Apples AirTag can be hacked and its software modified, a security researcher found out. When examining the microcontroller, revealing elements can be reprogrammed to change the way certain functions work.
Apple is known for offering a high level of security to its products. This, of course, has resulted in the new AirTags becoming a target for security researchers. Just over a week after it was shipped, it seems that some AirTag items can be changed.
German security researcher “Stack Smashing” uncovered on Twitter that they were able to “break into” the AirTag’s microcontroller. Posted on Saturday and first reported by The 8-bitThe tweet thread has some details about the researcher’s research into the device.
After a few hours and the destruction of several tags in the process, the researcher created firmware dumps and finally found that the microcontroller could be restarted. In short, the researcher has proven that it is possible to change the programming of the microcontroller and change the way it works.
A first demonstration showed an AirTag with a modified NFC URL that displays a custom URL instead of the usual “found.apple.com” link when scanning with an iPhone.
Even in its early days, research shows that hacking AirTag takes a lot of know-how and effort. During a demonstration video, the modified AirTag is shown attached to cables that are claimed to only provide power to the device.

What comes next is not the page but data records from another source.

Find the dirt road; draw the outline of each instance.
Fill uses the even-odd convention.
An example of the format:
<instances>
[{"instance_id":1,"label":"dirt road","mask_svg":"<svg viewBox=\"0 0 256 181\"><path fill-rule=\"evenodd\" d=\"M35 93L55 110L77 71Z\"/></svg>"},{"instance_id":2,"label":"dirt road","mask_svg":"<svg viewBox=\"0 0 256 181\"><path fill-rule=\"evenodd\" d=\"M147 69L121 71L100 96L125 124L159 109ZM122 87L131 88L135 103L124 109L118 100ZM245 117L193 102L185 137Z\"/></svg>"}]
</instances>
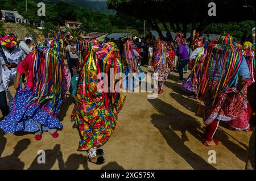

It is plausible that similar techniques could be used for malicious purposes, although it is unclear exactly how far they can be pushed at this point.
Given that AirTag relies on security Find mine In order for lost mode to work, it is likely that Apple will introduce some form of server-side defense against maliciously modified versions.
Since its inception, a hidden debug mode was found in AirTag and provides developers with significantly more information than users would normally need about the device’s hardware.